The PPM interface construction is more involved for hydrodynamics than advection because there are 3 characteristic waves. The basic overview of the method is:

• Convert the conserved state, $\mathbf{U}$ to primitive variables, $\mathbf{q}$

• Reconstruct each of the primitive variables as a parabola.

  We first find the values of the parabola on the left and right edges of the zone, ${\mathbf{q}}_{-,i}$ and ${\mathbf{q}}_{+,i}$. This is done by defining a conservative cubic interpolant that passes through the 2 zones on each side of the interface.

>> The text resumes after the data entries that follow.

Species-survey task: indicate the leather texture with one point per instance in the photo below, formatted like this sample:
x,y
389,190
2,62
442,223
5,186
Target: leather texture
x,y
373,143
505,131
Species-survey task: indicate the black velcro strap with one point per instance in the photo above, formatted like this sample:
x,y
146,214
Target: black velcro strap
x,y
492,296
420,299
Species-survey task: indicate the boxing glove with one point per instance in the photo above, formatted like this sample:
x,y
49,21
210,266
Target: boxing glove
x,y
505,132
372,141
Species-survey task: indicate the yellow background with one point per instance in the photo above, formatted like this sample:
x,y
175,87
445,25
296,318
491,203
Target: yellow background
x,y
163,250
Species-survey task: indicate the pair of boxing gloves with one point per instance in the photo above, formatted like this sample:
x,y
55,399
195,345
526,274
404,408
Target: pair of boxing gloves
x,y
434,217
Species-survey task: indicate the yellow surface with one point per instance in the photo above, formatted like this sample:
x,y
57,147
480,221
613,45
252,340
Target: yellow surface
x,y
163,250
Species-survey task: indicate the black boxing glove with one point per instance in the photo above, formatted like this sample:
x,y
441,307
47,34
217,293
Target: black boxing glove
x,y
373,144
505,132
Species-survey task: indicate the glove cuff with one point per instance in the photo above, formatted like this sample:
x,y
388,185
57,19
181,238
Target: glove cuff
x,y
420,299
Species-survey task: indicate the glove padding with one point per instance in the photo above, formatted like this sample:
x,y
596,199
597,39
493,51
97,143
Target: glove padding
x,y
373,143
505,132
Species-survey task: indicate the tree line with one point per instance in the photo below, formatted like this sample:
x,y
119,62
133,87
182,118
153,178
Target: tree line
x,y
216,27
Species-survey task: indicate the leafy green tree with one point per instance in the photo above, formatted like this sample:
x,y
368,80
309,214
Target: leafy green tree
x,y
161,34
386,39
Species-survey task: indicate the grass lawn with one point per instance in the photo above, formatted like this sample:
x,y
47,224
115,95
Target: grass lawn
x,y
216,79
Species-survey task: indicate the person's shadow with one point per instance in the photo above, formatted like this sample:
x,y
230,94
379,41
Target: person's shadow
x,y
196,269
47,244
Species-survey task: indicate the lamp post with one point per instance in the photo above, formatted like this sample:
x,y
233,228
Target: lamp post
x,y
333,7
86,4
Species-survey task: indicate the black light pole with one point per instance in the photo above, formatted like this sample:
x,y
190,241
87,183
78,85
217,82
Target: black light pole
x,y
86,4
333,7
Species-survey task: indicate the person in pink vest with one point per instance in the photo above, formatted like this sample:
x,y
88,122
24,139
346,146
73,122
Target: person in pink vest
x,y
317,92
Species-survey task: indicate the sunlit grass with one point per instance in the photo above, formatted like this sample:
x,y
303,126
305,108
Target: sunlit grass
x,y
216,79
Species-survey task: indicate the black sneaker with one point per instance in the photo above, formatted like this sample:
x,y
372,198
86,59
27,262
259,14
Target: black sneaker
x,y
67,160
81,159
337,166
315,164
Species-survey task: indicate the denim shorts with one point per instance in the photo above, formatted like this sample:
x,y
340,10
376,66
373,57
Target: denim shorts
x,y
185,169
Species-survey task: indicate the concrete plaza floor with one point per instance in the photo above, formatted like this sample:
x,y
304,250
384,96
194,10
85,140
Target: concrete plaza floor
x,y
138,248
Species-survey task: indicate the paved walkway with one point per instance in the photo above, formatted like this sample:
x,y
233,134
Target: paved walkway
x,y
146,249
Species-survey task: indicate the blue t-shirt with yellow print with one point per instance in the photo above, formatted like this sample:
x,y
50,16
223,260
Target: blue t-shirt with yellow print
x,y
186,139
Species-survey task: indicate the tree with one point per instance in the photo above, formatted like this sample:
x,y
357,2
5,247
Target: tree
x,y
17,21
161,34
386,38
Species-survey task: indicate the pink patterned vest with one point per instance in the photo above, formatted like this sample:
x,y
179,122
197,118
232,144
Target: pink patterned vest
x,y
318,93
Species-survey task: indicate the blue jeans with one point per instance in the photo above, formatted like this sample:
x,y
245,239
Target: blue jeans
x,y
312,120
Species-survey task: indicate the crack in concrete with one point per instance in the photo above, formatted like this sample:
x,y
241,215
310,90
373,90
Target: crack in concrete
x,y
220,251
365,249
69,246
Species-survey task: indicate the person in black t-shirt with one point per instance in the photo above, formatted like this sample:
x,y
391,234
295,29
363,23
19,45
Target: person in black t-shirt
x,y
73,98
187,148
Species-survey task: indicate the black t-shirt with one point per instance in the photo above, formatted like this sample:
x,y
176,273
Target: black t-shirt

The unlimited version of this would be:

  $${\mathbf{q}}_{i+1/2}=\frac{7}{12}({\mathbf{q}}_i+{\mathbf{q}}_{i+1})-\frac{1}{12}({\mathbf{q}}_{i-1}+{\mathbf{q}}_{i+2})$$

  we then use this value to set:

  $${\mathbf{q}}_{+,i}={\mathbf{q}}_{-,i+1}={\mathbf{q}}_{i+1/2}$$

  Working zone-by-zone, the values ${\mathbf{q}}_{-,i}$ and ${\mathbf{q}}_{+,i}$ are then limited, and we define the parabolic reconstruction in zone $i$ as:

  $${\mathbf{q}}_i(x)={\mathbf{q}}_{-,i}+\xi (\mathrm{\Delta }{\mathbf{q}}_i+{\mathbf{q}}_{6,i}(1-\xi ))$$

  where

  $$\mathrm{\Delta }{\mathbf{q}}_i={\mathbf{q}}_{+,i}-{\mathbf{q}}_{-,i}$$
  $${\mathbf{q}}_{6,i}=6({\mathbf{q}}_i-\frac{1}{2}({\mathbf{q}}_{-,i}+{\mathbf{q}}_{+,i}))$$

  and

  $$\xi =\frac{x-x_{i-1/2}}{\mathrm{\Delta }x}$$

• Integrate under the parabola for the distance ${\lambda }_i^{(\nu )}\mathrm{\Delta }t$ for each of the characteristic waves $\nu$: $u-c$, $u$, and $u+c$. We define the dimensionless wave speed, ${\sigma }_i^{(\nu )}$:

  $${\sigma }_i^{(\nu )}=\frac{{\lambda }^{(\nu )}\mathrm{\Delta }t}{\mathrm{\Delta }x}$$

  From the right edge, we have:

  $$\begin{array}{rl}{\mathcal{I}}_{+}^{(\nu )}({\mathbf{q}}_i)& =\frac{1}{{\sigma }_i^{(\nu )}\mathrm{\Delta }x}{\int }_{x_{i+1/2}-{\sigma }_i^{(\nu )}\mathrm{\Delta }x}^{x_{i+1/2}}\mathbf{q}(x)dx\\ & ={\mathbf{q}}_{+,i}-\frac{{\sigma }_i^{(\nu )}}{2}[\mathrm{\Delta }{\mathbf{q}}_i-{\mathbf{q}}_{6,i}(1-\frac{2}{3}{\sigma }_i^{(\nu )})]\end{array}$$

  and from the left edge, we have:

  $$\begin{array}{rl}{\mathcal{I}}_{-}^{(\nu )}({\mathbf{q}}_i)& =\frac{1}{{\sigma }_i^{(\nu )}\mathrm{\Delta }x}{\int }_{x_{i-1/2}}^{x_{i-1/2}+{\sigma }_i^{(\nu )}\mathrm{\Delta }x}\mathbf{q}(x)dx\\ & ={\mathbf{q}}_{-,i}+\frac{{\sigma }_i^{(\nu )}}{2}[\mathrm{\Delta }{\mathbf{q}}_i+{\mathbf{q}}_{6,i}(1-\frac{2}{3}{\sigma }_i^{(\nu )})]\end{array}$$

• Define a reference state. We are going to project the amount of $\mathbf{q}$ carried by each wave into the characteristic variables and then sum up all of the jumps that move toward each interface. To minimize the effects of this characteristic projection, we will subtract off a reference state, $\tilde{\mathbf{q}}$:

  $${\tilde{\mathbf{q}}}_{+,i}={\mathcal{I}}_{+}^{(+)}({\mathbf{q}}_i)$$
  $${\tilde{\mathbf{q}}}_{-,i}={\mathcal{I}}_{-}^{(-)}({\mathbf{q}}_i)$$

  In each case, we are picking the fastest wave moving toward the interface.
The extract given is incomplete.